The world of education data analysis is generally pretty boring sedate. It doesn’t normally feature the kind of excitement associated with, say, the rolling out of a big-budget sequel to a Hollywood blockbuster. But there was a touch of that energy yesterday with the release of a new report from U.S. Department of Education researcher Clifford Adelman, titled Toolbox Revisited: Paths to Degree Completion from High School Through College.
The report is essentially a sequel to a 1999 Adelman report called Answers in the Tool Box, which analyzed a nationally representative sample of students tracked over more than a decade from high school through college. Tool Box I contained a huge amount of smart, interesting analysis, but one finding stood out: the intensity of a student’s high school curriculum, measured by the number and difficulty of courses taken, is the single most important pre-college factor in determining their likelihood of graduating from college. More than race, income, or even grades and test scores, curricular intensity—particularly in math—matters most.
Those findings proved to be hugely influential.

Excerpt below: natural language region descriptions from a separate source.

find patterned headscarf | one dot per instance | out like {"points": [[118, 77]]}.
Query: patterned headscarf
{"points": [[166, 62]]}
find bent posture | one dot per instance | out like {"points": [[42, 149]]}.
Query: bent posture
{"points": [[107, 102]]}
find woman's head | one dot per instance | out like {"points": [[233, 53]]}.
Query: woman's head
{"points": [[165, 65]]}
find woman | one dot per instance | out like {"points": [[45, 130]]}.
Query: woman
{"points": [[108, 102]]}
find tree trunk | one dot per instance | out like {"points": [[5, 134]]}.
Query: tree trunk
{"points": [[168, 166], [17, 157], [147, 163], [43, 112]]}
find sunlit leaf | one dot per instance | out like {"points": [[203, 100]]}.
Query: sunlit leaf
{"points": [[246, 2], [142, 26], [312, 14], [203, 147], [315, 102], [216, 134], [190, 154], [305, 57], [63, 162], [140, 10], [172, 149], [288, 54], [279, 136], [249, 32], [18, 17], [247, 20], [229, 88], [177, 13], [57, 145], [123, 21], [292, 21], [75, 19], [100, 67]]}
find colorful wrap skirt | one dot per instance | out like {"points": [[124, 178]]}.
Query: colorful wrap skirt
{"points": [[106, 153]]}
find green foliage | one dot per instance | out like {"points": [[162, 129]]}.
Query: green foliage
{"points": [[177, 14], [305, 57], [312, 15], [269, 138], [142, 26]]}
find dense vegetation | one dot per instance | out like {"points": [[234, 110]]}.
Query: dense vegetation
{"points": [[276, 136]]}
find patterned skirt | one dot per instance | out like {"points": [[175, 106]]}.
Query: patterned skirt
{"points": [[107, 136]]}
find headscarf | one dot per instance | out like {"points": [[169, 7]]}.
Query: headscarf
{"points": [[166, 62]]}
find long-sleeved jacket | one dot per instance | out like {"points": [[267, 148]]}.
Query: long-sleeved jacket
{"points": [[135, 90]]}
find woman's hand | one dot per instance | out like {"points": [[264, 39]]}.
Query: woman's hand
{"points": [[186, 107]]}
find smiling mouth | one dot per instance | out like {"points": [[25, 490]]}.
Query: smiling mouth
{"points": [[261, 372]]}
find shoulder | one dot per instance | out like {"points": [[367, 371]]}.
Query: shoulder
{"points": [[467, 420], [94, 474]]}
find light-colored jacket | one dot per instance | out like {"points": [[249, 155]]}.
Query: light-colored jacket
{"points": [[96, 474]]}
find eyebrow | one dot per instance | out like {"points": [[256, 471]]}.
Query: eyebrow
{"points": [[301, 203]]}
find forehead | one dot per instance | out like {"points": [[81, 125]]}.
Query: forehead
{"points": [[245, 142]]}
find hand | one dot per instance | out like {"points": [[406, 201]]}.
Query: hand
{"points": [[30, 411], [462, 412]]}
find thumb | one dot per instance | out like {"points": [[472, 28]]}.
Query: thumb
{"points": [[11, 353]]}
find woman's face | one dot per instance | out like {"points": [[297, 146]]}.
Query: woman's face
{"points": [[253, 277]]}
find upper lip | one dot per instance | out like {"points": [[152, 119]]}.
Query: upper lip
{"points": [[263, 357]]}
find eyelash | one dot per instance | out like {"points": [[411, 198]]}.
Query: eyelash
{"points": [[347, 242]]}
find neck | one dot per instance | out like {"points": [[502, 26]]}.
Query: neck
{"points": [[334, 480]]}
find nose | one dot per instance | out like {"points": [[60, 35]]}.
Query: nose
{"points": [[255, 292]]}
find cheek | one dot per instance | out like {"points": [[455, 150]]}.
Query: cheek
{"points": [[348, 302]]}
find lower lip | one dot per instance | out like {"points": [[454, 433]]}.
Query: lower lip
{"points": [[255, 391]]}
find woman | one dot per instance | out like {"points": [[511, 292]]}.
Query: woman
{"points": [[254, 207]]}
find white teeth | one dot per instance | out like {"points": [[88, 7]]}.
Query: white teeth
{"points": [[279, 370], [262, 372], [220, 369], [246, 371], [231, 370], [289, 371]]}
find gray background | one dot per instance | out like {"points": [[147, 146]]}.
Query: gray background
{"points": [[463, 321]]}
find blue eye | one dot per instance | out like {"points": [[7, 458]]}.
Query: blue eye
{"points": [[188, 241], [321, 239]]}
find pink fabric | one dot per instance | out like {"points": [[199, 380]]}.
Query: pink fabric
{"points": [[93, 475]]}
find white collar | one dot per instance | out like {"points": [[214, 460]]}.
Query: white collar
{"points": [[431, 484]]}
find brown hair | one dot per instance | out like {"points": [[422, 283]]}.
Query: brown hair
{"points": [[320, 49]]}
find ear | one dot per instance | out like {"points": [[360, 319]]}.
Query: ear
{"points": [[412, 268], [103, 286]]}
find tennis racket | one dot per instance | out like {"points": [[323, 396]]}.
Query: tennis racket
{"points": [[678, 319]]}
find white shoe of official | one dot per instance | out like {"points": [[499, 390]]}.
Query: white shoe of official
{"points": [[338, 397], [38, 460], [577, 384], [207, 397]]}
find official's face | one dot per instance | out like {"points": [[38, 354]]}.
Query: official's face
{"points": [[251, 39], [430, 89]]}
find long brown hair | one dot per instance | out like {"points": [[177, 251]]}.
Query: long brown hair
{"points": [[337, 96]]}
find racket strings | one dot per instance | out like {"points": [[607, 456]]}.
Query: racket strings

A host of high-profile trends, analyses, and policy initiatives—from the rapid rise in AP and IB coursetaking and Newsweek’s annual AP-based list of 100 best high schools to the American Diploma Project and the growing number of states moving to establish college prep as the default high school curriculum—have used the Tool Box analysis for empirical support.
Toolbox Part Deux replicates and improves upon the first report, using a more recent longitudinal data set from the 1990s. Thankfully, it doesn’t suffer from the standard sequel letdown. Equally chock-full of insightful data tables and timely perspectives, it confirms the original findings: academic intensity in high school has the greatest impact on college success.
The report also has much to say about the college experience. Earning enough credits in the first year is crucial; students who earn less than 20 credits as freshmen are far less likely to graduate, even if they return for a second year. Students who repeat or withdraw without penalty from 20 percent or more of their courses have their likelihood of graduating cut in half. Delayed entry to college and part-time attendance are negatives and continuous enrollment matters a lot: students who leave for more than a short amount of time are at significant risk of never coming back.
Adelman uses his empirical findings as the basis for some arguable opions about policy: like many in higher education, he’s too quick to dismiss institutional graduation rates as a meaningful measure of success.
But overall the Tool Box series should serve as an object lesson for data geeks and policy analysts everywhere: if you combine a rock-solid data source with smart, sophisticated analysis and translate those findings into a clear message that connects with a timely policy problem, you can, through sheer force of evidence, change the world around you. Hopefully, further sequels are to come.